Substitutions and InDels analysis
SNP (single nucleotide polymorphism) is a genetic marker formed by single nucleotide variation in the genome, which generally refers to single nucleotide variation with mutation frequency greater than 1% [27]. Using Pericampylus glaucus as reference, SNPs and InDels variations in cp genomes of the four Stephania plants have been analyzed. The analysis results revealed that transition substitution was more than transversion substitution in the cp genome of the four Stephania plants, which caused the values of transition to transversion ratio (Ts/Tv) much higher than 1 (Table 7).

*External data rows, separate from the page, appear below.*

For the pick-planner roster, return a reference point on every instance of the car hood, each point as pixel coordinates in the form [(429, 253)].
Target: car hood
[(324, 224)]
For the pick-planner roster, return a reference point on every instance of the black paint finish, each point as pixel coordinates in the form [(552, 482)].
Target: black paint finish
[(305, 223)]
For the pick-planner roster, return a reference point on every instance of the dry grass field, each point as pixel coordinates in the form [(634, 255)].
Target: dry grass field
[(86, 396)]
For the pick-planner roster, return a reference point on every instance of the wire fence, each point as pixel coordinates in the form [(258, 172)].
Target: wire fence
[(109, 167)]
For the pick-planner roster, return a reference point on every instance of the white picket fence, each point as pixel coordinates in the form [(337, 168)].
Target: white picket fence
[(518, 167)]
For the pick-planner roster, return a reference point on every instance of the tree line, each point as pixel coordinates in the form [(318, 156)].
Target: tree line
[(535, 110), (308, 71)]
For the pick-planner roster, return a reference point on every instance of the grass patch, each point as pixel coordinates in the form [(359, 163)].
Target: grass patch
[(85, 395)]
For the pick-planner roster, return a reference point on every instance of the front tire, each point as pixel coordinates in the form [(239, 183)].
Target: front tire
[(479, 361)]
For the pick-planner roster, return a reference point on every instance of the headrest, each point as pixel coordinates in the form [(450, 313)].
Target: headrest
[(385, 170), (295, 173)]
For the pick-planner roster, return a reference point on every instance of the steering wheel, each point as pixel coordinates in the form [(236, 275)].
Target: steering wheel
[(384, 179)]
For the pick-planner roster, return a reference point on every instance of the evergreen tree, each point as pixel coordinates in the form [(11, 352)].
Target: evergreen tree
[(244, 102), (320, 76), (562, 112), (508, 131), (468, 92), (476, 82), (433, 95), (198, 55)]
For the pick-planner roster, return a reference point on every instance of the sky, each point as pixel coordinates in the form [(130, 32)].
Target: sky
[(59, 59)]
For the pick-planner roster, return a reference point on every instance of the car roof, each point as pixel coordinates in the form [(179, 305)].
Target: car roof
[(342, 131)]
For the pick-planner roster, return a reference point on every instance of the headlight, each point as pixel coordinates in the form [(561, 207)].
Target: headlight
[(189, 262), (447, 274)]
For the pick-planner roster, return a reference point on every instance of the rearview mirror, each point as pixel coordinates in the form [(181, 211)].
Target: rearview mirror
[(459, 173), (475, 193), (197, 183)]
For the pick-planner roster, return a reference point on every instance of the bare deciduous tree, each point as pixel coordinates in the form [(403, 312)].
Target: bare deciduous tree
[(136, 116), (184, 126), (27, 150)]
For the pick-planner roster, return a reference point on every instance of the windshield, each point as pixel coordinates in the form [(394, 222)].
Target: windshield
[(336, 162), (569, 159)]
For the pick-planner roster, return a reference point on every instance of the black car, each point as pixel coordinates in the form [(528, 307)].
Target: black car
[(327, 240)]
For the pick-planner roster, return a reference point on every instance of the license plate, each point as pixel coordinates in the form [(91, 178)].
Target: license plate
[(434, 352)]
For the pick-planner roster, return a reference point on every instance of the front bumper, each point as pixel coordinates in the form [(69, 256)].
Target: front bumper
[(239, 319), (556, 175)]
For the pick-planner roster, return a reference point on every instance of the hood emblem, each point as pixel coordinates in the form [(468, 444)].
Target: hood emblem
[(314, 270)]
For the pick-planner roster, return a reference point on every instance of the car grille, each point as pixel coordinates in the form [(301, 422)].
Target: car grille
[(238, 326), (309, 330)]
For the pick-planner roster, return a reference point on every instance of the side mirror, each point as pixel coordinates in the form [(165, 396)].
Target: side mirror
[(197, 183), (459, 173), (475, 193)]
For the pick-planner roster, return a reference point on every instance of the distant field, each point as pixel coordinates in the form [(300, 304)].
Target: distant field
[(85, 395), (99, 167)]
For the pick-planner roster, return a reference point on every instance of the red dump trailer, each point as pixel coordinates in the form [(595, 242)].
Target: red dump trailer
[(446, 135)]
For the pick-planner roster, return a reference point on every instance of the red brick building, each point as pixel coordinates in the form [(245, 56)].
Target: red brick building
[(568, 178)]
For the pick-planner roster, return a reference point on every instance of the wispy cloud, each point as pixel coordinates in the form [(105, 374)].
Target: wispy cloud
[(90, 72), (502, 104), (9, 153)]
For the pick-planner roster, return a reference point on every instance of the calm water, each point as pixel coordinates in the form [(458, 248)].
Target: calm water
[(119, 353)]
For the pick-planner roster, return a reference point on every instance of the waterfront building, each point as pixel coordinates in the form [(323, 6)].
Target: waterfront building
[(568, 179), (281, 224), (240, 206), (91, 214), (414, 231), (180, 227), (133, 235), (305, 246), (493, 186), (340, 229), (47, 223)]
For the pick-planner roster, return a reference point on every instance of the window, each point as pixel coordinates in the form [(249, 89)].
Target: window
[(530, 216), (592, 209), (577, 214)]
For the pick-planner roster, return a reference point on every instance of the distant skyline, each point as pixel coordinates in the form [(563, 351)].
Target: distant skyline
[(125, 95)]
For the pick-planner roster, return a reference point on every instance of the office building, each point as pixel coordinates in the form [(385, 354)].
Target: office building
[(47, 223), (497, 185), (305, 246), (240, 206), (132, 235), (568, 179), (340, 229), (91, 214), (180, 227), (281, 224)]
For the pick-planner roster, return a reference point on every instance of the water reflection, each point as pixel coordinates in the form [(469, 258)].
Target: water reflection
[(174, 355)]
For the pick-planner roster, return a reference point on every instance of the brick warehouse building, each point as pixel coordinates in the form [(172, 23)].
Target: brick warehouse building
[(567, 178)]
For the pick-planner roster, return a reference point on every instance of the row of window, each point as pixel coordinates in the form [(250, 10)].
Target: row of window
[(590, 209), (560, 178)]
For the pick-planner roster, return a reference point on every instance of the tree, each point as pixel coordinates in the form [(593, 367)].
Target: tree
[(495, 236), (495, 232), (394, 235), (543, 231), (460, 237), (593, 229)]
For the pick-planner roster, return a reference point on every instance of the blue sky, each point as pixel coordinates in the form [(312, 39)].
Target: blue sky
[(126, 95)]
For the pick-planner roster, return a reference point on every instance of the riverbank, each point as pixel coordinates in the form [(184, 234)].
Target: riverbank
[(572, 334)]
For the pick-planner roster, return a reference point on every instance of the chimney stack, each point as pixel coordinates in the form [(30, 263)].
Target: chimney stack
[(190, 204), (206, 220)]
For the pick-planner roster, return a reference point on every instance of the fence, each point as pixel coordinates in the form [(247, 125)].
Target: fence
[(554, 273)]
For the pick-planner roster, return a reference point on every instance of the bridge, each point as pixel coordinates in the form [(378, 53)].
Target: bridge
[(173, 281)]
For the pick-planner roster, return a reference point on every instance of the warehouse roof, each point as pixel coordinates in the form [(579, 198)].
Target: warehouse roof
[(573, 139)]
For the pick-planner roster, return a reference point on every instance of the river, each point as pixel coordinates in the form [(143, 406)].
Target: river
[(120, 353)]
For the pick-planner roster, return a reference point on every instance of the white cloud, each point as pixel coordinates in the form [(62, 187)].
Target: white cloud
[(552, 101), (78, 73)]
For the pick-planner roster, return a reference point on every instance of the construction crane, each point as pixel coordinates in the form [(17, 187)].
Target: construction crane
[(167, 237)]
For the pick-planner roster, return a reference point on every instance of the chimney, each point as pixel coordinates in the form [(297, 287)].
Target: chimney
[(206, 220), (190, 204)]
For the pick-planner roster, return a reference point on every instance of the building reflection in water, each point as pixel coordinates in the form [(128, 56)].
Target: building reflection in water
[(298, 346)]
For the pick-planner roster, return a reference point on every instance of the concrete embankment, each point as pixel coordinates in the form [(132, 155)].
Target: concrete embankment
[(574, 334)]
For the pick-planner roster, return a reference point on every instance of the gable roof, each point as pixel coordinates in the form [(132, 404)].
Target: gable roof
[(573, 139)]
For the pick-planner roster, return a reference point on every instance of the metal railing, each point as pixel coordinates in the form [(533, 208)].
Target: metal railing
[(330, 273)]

Moreover, the SNP sites mainly distributed in LSC region, followed by SSC region and IR region.
Table 7.
Comparative analyses of substitutions | |||||||||
Species | Region | Transition Substitutions | Transversion Substitutions | Total Number of SNP sites | Ts/Tv | ||||
A/G | C/T | A/T | A/C | C/G | G/T | ||||
S. tetrandra voucher ZJ | Large single copy | 158 | 173 | 13 | 61 | 15 | 35 | 455 | 2.6 |
S. tetrandra voucher JX | 177 | 207 | 20 | 64 | 19 | 40 | 527 | 2.7 | |
S. japonica | 242 | 245 | 28 | 69 | 26 | 60 | 670 | 2.5 | |
S. kwangsiensis | 228 | 239 | 39 | 87 | 25 | 61 | 679 | 2.2 | |
S. tetrandra voucher ZJ | Inverted repeat | 8 | 9 | 0 | 3 | 2 | 1 | 23 | 2.1 |
S. tetrandra voucher JX | 10 | 7 | 1 | 5 | 1 | 3 | 27 | 1.7 | |
S. japonica | 10 | 11 | 1 | 4 | 2 | 5 | 33 | 1.9 | |
S. kwangsiensis | 9 | 13 | 1 | 5 | 1 | 5 | 34 | 1.8 | |
S. tetrandra voucher ZJ | Small single copy | 43 | 38 | 5 | 19 | 4 | 18 | 127 | 2.0 |
S. tetrandra voucher JX | 64 | 61 | 15 | 21 | 9 | 10 | 180 | 2.2 | |
S. japonica | 68 | 92 | 21 | 25 | 11 | 21 | 238 | 2.2 | |
S. kwangsiensis | 73 | 66 | 13 | 27 | 7 | 24 | 210 | 1.9 | |
Comparative analyses of InDels sites | |||||||||
Species | Large single copy | Inverted repeat | Small single copy | ||||||
No’s of Indels | InDel average length | No’s of Indels | InDel average length | No’s of Indels | InDel average length | ||||
S. tetrandra voucher ZJ | 11 | 88.636 | 5 | 104.400 | 5 | 28.200 | |||
S. tetrandra voucher JX | 13 | 42.581 | 2 | 87.300 | 5 | 28.200 | |||
S. japonica | 19 | 37.421 | 6 | 89.500 | 5 | 28.200 | |||
S. kwangsiensis | 21 | 34.571 | 4 | 134.250 | 5 | 23.400 |
A total of 21 InDels in the protein-coding sequences of the cp genome from S. tetrandra voucher ZJ were identified, including 11 InDels locating in LSC region, 5 InDels locating in SSC region, and 5 InDels locating in one IR region. However, only 20 InDel substitutions were revealed in the cp genome coding regions of S. tetrandra voucher JX, with the number of 13, 2 and 5 distributing in the LSC, SSC and IR region, respectively (Table 7). In addition, a total of 101 InDels have been identified in four Stephania plants, including 64 in the LSC region, 17 in the SSC region and 20 the in the IR region, respectively. The highest number of InDels substitutions was observed in S. japonica and S. kwangsiensis (30), while the lowest number was detected in S. tetrandra voucher JX (20). The LSC region of cp genome harbored the largest number of InDel sites in Stephania species. Furthermore, S. tetrandra voucher ZJ showed the largest InDel average length (88.636 bp) in LSC region, while S. kwangsiensis exhibited the largest InDel average length in IR region (134.250 bp). The Indel average length in SSC region ranged from 23.4 bp to 28.2 bp in the cp genome of four Stephania species, which represented the shortest one (Table 7).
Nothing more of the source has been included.